A blockbuster investigation by The Miami Herald details the devastation that resulted from the state's regulatory neglect. In an eight-month investigation, the newspaper found:

• From 2000 to 2007, regulators approved 10,529 people with criminal records to work in the mortgage profession.

• Some of these criminals committed nearly $85 million in mortgage fraud, stealing customers' identities, their savings and even their homes.

• Regulators ignored a state law adopted in 2006 requiring criminal background checks on mortgage brokers. The backgrounds of more than half the people who wrote mortgages in Florida were never checked.

• Despite the epidemic of mortgage fraud in recent years, license revocations declined during the last five years.

• And regulators allowed at least 20 brokers to keep their license after committing fraud.

Florida Chief Financial Officer Alex Sink is right to call for the resignation of Don Saxon, who heads the Florida Office of Financial Regulation and oversees the mortgage industry.

Saxon's record is shameful. His office awarded mortgage licenses to bank robbers, racketeers and cocaine traffickers. It approved licenses for applicants caught lying or who admitted to crimes that should have disqualified them. Indeed, regulators had no qualms about empowering criminals to handle people's money during home sales, often the most important financial transaction of their lives.
Lawmakers share the blame. They gave little thought to consumers while cutting protective regulations. They even created a special job category - loan originator - that performs the same functions as a broker but is not licensed or subject to background checks.
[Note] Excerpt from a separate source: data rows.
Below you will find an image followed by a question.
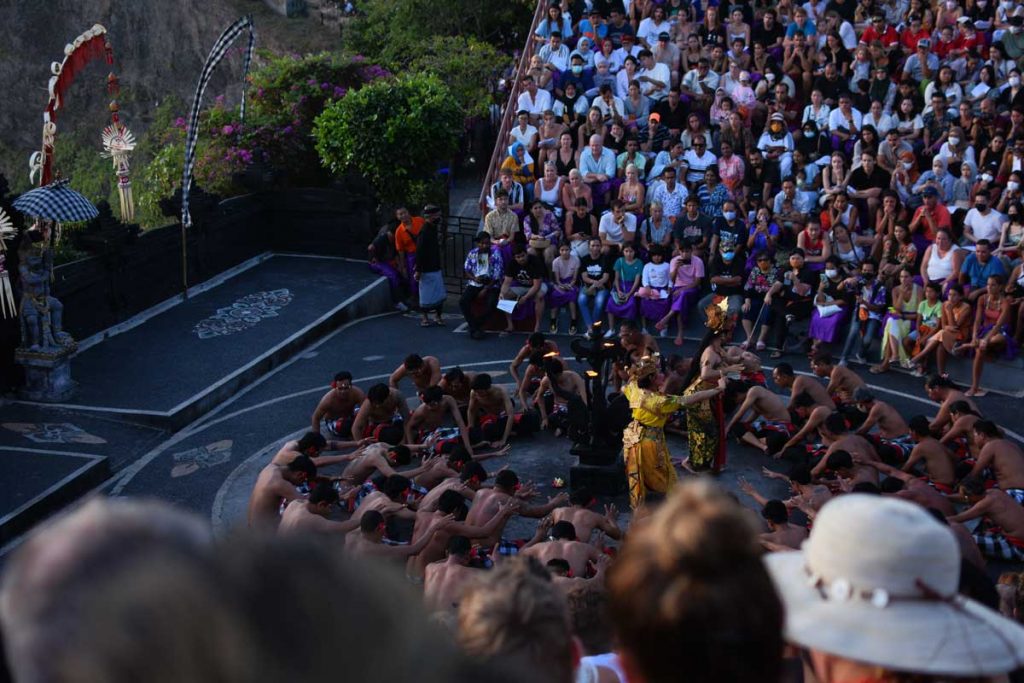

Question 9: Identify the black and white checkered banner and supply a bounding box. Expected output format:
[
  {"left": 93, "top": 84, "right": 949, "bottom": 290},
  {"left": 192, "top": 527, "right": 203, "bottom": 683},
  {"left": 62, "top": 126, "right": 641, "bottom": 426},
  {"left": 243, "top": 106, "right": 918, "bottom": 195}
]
[{"left": 181, "top": 15, "right": 256, "bottom": 227}]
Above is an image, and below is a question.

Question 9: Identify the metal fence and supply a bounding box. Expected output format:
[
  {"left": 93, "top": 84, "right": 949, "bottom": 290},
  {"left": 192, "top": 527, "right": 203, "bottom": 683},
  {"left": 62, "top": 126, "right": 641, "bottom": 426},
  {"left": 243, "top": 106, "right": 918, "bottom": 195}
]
[
  {"left": 441, "top": 216, "right": 481, "bottom": 295},
  {"left": 478, "top": 0, "right": 549, "bottom": 216}
]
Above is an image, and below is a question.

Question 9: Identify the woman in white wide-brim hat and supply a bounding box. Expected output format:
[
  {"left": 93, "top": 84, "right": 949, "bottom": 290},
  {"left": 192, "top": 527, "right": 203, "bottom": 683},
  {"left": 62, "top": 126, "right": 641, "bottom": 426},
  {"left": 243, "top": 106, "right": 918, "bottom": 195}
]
[{"left": 765, "top": 494, "right": 1024, "bottom": 683}]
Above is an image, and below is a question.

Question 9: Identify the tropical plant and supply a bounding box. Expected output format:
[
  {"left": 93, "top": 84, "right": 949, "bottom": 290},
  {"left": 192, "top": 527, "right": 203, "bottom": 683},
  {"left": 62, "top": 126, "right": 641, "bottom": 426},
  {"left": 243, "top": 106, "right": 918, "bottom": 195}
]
[{"left": 313, "top": 73, "right": 463, "bottom": 208}]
Industry leaders, knowing the potential for abuse, campaigned for tougher oversight, but regulators and lawmakers refused to close the loophole.
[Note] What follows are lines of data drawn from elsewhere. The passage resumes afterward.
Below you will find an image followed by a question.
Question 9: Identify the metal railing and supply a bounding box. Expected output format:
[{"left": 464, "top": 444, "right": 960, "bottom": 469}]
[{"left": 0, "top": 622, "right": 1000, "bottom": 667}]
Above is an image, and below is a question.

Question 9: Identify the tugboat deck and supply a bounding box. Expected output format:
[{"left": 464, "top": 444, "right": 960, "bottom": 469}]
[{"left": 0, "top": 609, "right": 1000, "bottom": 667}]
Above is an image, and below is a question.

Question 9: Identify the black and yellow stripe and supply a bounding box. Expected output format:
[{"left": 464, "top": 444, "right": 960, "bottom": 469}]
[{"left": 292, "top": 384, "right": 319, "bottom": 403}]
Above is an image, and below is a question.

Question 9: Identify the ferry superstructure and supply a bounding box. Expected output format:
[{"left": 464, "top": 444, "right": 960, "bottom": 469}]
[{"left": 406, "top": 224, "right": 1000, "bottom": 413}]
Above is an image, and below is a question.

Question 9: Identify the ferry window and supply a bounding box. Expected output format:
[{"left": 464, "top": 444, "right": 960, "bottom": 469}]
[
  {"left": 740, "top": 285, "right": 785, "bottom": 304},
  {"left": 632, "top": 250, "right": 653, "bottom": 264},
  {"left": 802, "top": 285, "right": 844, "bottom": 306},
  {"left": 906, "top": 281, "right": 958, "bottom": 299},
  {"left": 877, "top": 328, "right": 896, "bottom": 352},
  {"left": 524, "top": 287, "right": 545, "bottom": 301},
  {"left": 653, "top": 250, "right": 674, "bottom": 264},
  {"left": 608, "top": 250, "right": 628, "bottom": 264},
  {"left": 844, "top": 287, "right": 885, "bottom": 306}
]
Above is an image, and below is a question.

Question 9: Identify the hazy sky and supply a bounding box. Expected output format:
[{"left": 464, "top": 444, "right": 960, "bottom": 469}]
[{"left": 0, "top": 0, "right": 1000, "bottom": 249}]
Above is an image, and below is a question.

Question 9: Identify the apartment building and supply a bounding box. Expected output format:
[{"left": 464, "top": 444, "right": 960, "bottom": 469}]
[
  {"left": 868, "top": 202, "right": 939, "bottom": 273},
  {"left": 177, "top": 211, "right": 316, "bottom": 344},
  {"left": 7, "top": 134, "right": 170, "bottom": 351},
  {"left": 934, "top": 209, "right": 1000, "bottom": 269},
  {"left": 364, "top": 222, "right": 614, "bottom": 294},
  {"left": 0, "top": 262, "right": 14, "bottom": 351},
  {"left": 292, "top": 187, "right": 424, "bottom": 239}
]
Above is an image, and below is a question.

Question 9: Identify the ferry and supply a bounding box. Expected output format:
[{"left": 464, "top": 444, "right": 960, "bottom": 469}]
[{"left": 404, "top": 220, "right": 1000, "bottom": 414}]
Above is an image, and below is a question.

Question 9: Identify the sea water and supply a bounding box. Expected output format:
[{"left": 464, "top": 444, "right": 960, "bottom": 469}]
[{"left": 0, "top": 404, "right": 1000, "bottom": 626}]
The Herald found more than 5,000 people with criminal records became loan originators between 2000 and 2007 - including 2,201 who had committed financial crimes such as "fraud, money laundering and grand theft."

Granted, the real estate market was fast and furious during those years, making oversight a challenge. But that is no excuse.
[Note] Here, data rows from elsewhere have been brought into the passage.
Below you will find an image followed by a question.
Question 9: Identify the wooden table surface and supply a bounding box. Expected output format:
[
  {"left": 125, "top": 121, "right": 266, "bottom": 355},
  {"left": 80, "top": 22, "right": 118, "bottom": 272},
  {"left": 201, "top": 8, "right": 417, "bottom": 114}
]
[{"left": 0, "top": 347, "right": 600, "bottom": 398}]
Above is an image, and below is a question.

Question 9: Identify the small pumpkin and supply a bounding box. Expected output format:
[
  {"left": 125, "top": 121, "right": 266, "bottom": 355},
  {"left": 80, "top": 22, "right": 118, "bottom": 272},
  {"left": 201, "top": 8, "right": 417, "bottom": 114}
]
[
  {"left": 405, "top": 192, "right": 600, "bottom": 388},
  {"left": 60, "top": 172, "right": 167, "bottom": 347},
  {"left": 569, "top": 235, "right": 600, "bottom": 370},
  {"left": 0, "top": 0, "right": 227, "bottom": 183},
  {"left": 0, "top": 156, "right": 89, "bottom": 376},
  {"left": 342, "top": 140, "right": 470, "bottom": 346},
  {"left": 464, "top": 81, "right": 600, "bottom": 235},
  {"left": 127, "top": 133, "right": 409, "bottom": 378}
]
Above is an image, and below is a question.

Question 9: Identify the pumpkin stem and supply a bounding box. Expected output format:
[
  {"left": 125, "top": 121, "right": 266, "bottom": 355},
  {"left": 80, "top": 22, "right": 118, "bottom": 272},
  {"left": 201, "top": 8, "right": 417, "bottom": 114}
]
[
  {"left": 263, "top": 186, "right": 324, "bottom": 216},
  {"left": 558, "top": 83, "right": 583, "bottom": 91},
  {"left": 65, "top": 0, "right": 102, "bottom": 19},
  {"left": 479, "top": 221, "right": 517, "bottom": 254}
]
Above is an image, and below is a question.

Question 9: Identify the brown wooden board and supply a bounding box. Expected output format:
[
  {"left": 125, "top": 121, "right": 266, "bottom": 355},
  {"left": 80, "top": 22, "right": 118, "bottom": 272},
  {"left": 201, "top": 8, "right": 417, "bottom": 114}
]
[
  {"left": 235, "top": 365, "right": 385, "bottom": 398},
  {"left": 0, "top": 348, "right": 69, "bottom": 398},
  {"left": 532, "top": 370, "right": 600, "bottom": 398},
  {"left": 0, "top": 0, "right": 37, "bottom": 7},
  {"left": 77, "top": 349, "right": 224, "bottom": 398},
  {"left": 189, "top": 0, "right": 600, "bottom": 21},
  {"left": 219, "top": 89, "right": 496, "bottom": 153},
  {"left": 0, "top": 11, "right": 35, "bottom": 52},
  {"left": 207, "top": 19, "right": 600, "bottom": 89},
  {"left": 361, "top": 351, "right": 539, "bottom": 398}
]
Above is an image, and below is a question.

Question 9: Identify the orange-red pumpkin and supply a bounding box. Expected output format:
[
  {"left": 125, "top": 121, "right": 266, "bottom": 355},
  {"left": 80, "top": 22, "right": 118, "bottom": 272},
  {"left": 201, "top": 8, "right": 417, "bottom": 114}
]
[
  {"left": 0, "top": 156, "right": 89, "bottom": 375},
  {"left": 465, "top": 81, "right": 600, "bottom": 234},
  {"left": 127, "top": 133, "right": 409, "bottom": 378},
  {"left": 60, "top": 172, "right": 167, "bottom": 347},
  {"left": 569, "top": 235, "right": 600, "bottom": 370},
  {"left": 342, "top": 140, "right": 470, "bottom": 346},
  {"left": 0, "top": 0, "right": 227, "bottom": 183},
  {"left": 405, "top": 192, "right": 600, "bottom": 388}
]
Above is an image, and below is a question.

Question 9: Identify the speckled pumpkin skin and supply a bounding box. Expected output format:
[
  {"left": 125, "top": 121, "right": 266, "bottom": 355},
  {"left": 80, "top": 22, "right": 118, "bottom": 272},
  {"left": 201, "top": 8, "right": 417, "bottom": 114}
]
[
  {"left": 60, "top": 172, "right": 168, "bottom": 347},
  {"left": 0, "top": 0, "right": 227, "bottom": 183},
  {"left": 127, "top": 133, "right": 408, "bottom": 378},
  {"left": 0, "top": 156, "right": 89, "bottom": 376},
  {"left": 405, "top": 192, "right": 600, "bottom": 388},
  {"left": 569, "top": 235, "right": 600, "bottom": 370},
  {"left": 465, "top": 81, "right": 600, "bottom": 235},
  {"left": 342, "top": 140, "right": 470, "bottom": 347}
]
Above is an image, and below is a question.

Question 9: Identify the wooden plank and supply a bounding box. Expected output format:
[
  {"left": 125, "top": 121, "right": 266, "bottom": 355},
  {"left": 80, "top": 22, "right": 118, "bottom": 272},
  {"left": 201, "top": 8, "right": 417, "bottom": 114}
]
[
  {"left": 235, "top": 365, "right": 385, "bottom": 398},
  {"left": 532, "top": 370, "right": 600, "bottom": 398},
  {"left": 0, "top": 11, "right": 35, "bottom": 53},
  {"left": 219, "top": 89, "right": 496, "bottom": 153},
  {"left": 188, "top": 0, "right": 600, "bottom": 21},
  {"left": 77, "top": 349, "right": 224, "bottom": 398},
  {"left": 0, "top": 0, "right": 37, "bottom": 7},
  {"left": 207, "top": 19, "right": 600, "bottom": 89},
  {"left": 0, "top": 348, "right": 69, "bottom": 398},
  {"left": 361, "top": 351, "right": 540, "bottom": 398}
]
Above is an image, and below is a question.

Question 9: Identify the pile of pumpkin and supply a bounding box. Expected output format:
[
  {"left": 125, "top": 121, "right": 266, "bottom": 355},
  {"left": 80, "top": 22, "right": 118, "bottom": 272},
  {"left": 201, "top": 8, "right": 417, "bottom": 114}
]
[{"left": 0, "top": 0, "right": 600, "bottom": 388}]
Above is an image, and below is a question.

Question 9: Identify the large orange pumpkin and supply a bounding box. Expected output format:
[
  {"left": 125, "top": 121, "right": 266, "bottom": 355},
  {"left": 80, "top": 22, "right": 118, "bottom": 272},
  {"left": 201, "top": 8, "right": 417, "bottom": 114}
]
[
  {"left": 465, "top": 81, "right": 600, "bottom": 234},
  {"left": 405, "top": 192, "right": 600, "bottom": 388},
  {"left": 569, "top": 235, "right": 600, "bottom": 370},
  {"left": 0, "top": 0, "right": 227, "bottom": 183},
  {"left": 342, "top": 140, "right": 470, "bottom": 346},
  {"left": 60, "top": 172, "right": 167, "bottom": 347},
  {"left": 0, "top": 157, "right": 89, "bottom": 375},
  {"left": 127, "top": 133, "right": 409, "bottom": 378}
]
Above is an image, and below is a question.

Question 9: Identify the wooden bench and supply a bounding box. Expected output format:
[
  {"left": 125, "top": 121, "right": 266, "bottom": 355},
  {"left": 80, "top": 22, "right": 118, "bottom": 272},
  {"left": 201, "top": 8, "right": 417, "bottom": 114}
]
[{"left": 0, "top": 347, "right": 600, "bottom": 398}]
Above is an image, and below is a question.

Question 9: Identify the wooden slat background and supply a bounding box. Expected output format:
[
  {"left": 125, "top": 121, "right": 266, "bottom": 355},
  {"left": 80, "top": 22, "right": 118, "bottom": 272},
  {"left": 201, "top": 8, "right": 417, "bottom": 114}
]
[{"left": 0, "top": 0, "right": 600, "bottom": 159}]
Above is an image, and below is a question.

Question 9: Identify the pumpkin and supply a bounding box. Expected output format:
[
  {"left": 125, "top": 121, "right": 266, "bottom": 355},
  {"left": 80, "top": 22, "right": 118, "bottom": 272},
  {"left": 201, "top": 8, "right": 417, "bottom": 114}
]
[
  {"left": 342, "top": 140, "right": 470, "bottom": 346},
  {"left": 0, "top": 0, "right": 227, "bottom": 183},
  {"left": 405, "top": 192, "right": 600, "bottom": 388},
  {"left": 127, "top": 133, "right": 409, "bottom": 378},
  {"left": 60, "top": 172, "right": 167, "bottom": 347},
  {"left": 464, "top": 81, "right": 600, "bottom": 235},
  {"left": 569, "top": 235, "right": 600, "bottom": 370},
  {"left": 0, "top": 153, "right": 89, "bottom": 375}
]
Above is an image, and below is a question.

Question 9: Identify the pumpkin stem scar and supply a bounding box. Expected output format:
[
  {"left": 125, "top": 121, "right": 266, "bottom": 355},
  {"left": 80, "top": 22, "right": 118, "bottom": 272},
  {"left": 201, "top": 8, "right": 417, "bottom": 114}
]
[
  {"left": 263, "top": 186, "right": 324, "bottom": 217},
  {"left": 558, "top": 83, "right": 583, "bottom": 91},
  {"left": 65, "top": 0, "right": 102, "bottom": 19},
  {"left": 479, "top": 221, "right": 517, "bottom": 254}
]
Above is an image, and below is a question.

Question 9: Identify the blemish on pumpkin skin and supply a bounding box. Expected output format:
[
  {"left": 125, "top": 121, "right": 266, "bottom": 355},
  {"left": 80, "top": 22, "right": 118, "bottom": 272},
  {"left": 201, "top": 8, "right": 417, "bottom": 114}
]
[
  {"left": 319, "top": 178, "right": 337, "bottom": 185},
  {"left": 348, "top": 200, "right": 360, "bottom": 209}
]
It is during boom times that the public especially needs protection from financial predators.

The aversion to sensible regulation by federal and state leaders in recent years has proved costly.

The results can be seen in predatory lending practices, widespread foreclosures and a mortgage industry infected by scam artists.

New leadership is needed at the Office of Financial Regulation, along with a thorough investigation of how Florida so thoughtlessly threw its mortgage broker industry to the wolves.